Izatha quinquejacula

Scientific classification
- Kingdom: Animalia
- Phylum: Arthropoda
- Class: Insecta
- Order: Lepidoptera
- Family: Oecophoridae
- Genus: Izatha
- Species: I. quinquejacula
- Binomial name: Izatha quinquejacula Hoare, 2010

= Izatha quinquejacula =

- Authority: Hoare, 2010

Species of moth

Izatha quinquejacula is a species of moth in the family Oecophoridae. It is endemic to New Zealand. This species is classified as "At Risk, Naturally Uncommon" by the Department of Conservation. It is only found on the Three Kings Islands.

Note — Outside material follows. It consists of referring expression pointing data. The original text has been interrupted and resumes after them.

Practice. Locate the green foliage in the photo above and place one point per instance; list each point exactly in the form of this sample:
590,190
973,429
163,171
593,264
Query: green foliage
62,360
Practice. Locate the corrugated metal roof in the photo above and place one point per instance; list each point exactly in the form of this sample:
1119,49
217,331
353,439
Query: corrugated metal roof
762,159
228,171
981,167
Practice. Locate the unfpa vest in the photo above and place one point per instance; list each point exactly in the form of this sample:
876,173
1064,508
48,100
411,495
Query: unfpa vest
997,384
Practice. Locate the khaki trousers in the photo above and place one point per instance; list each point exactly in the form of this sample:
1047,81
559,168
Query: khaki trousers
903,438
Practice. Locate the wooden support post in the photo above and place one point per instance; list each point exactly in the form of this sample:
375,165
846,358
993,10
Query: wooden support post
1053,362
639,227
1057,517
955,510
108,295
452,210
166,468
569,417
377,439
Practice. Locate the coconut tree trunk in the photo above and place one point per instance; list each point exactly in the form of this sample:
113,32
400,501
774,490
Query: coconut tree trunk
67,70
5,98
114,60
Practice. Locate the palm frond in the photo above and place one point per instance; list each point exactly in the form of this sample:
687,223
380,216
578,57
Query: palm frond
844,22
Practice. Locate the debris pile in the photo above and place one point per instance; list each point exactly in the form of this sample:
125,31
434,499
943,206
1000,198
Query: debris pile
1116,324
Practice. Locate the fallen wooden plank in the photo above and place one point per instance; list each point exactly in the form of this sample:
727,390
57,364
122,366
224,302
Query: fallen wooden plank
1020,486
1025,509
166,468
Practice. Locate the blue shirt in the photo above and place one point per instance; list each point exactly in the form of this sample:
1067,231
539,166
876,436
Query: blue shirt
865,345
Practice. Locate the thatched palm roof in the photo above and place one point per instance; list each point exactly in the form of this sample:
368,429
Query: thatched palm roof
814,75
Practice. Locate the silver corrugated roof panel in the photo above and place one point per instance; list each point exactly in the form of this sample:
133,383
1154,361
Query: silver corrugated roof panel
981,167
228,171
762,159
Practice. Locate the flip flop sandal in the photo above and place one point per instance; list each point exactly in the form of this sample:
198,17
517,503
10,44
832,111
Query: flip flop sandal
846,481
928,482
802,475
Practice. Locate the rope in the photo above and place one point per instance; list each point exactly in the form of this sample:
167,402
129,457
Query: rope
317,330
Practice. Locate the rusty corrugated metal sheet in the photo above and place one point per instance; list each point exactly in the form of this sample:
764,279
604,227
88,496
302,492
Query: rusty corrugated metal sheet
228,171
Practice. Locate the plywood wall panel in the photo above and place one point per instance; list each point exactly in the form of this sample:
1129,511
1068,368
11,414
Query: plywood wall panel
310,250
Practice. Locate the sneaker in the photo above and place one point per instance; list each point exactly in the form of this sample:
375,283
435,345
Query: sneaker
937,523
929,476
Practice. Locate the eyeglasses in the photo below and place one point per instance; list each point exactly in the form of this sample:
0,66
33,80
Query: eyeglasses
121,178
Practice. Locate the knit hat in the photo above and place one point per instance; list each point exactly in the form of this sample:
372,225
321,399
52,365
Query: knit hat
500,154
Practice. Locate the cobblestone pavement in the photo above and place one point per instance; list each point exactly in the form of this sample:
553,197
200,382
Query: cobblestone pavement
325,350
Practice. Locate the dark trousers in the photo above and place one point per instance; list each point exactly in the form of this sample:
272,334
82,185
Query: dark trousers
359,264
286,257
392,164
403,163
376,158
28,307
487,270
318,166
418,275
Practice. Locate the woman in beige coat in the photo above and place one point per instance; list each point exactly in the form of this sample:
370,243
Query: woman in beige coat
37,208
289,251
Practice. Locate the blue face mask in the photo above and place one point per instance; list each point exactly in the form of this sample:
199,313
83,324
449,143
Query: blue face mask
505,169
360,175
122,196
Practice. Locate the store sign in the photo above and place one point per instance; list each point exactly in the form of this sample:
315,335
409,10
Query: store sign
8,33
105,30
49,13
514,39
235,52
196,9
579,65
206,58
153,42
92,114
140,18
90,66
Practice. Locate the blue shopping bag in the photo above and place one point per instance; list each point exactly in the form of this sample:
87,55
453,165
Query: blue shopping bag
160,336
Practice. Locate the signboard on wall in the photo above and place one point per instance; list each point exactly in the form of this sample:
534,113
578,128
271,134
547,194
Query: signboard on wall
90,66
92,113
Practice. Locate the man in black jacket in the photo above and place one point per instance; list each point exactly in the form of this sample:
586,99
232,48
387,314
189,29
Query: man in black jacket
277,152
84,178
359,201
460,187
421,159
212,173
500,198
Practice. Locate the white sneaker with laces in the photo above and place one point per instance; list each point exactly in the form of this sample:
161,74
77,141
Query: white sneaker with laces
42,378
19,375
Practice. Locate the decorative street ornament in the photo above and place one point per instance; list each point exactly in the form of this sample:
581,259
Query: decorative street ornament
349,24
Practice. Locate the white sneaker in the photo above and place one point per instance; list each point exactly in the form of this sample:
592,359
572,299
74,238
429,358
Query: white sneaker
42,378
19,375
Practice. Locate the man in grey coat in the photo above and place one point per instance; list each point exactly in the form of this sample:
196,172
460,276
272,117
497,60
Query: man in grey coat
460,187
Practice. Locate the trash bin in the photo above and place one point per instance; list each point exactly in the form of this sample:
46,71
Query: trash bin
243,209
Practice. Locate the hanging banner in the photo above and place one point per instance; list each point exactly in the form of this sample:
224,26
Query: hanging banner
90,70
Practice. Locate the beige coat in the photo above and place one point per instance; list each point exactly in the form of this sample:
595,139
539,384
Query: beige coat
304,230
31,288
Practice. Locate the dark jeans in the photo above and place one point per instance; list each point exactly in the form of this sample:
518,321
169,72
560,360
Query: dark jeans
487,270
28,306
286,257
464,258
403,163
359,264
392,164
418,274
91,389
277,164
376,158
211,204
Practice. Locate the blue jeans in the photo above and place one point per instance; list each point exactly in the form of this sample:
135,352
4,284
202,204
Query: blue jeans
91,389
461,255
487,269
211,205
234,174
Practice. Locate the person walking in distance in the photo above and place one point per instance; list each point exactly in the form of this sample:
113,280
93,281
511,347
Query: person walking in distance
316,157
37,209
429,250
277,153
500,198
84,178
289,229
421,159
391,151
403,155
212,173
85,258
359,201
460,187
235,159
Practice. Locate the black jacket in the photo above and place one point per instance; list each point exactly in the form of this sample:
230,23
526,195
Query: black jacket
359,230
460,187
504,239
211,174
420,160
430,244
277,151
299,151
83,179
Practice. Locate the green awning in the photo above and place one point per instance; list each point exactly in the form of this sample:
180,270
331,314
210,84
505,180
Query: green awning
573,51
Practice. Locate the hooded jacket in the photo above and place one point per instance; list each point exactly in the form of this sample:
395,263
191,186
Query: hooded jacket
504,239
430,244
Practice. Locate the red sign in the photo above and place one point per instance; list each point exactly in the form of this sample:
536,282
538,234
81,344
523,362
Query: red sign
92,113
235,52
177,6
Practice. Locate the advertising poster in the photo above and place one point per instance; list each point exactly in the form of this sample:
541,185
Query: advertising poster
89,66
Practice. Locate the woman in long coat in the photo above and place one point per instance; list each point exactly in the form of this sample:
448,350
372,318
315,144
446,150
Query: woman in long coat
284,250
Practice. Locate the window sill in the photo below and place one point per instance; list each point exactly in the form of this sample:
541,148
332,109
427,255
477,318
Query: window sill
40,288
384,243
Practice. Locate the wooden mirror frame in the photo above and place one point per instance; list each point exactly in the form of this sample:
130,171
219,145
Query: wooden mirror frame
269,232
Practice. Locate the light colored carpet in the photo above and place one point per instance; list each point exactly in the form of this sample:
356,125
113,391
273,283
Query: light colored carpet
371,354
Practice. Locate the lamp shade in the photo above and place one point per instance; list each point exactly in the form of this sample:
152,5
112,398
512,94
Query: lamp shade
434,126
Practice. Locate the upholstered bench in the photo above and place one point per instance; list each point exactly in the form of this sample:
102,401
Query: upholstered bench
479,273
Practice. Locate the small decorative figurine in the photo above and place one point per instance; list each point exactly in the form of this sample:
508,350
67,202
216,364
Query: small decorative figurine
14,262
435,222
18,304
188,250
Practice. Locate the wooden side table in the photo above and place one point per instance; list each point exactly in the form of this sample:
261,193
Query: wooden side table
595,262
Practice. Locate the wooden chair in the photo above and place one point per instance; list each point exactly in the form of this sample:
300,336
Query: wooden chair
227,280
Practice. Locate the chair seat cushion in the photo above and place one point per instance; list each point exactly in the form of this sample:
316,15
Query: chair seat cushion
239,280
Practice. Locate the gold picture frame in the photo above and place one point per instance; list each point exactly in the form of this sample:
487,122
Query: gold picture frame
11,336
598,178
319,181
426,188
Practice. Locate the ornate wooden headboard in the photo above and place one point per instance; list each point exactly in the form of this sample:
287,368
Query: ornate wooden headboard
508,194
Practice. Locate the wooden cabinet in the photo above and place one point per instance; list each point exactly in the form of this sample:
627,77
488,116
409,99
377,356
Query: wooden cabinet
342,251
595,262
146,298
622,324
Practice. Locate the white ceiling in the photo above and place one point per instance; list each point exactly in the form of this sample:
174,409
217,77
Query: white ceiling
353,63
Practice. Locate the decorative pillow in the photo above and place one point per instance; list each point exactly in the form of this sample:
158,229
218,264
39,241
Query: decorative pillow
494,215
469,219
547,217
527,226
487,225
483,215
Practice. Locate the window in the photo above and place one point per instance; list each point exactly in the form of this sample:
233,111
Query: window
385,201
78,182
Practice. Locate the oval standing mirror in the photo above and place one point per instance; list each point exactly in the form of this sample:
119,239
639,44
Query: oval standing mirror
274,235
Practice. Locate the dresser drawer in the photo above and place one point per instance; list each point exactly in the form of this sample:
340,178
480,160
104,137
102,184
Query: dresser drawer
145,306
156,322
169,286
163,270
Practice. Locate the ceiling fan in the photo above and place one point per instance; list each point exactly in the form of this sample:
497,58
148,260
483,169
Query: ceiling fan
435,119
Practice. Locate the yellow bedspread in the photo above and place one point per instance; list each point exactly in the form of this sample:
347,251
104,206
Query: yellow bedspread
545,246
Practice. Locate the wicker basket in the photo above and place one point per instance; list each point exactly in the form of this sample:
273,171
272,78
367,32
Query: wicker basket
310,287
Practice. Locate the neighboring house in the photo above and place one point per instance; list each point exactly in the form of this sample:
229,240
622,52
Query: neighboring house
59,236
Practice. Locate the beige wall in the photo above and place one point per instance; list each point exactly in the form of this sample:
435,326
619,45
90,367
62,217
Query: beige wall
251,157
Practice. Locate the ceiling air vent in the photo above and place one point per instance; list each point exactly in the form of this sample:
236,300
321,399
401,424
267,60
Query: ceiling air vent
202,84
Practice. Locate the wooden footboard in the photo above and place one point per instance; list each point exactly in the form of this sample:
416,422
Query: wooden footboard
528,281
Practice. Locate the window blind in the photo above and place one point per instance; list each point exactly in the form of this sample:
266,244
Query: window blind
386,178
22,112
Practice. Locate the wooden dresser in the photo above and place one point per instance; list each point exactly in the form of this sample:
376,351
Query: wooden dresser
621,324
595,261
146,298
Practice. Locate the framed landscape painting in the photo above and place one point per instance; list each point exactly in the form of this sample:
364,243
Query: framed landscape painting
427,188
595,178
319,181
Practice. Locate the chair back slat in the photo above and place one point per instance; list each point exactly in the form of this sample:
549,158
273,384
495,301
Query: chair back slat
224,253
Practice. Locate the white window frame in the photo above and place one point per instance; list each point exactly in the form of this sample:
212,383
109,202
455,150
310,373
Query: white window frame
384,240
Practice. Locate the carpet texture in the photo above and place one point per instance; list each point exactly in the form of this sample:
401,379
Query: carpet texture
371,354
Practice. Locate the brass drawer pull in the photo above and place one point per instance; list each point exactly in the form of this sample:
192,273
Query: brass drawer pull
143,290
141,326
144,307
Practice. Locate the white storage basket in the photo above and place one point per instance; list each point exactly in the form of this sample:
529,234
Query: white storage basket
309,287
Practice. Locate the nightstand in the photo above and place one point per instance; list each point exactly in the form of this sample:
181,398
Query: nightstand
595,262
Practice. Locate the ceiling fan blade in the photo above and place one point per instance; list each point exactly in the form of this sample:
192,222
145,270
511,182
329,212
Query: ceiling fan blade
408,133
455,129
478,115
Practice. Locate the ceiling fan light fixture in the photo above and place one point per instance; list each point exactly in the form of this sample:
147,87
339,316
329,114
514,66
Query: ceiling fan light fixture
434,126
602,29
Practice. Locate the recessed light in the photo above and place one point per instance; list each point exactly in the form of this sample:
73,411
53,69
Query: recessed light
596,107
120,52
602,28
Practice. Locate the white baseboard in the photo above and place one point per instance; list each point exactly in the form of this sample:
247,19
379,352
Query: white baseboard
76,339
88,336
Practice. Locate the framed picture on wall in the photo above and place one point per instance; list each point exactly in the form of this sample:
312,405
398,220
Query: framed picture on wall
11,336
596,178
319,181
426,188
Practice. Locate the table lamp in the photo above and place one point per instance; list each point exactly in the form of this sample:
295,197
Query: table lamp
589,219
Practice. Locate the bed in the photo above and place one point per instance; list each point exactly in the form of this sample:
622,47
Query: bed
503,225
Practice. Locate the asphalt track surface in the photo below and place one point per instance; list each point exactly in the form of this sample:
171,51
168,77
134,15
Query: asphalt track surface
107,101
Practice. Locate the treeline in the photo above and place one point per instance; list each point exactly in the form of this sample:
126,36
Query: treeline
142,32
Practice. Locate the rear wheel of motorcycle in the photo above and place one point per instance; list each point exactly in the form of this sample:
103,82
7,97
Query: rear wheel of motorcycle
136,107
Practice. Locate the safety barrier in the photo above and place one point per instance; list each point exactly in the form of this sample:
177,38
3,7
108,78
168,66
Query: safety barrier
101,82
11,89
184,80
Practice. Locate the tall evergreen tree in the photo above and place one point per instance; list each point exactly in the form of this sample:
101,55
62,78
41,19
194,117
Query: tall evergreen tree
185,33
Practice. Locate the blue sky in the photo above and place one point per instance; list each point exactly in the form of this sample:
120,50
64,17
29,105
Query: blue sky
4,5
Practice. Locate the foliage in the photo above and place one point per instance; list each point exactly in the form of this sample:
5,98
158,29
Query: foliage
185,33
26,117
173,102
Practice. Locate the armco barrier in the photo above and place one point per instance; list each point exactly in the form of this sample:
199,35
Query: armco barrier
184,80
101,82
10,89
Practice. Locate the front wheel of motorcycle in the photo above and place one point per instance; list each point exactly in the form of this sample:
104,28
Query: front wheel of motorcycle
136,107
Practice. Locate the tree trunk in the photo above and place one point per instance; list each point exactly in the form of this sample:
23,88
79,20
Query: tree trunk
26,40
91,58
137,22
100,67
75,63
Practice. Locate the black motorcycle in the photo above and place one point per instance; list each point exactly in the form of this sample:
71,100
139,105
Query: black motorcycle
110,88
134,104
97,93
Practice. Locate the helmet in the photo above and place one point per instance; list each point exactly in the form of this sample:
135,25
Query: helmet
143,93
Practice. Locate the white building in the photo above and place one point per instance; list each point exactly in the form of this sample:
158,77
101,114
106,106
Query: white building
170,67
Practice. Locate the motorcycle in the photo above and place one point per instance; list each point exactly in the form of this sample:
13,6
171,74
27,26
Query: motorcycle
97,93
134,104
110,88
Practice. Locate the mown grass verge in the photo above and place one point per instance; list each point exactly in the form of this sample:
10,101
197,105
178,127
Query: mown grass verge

== Taxonomy and etymology ==
This species was first described by Robert J. B. Hoare in 2010. It was first discovered by Peter M. Johns in 1963.

== Description ==
The wingspan of this species is 19–23 mm for males and about 26 mm for females. The species is similar in appearance to I. epiphanes, I. mesoschista, and I. haumu. However I. quinquejacula can be distinguished from I. epiphanes as it has a less noticeable discal spot as well as a fishtail shaped mark above this spot on its forewings. It can be distinguished from I. mesoschista, and I. haumu. as it has a 3 shaped black mark on the main vein running along the leading edge of its wing which is not found on the forewings of those two species.

== Distribution ==
This species is endemic to New Zealand. It is only found on the Great Island in the Three Kings Islands.

== Biology and behaviour ==
Little is known of the biology of this species and the larvae are as yet unknown. Adults have been recorded on the wing in November and December.

==Conservation status ==
This species has been classified as having the "At Risk, Naturally Uncommon" conservation status under the New Zealand Threat Classification System.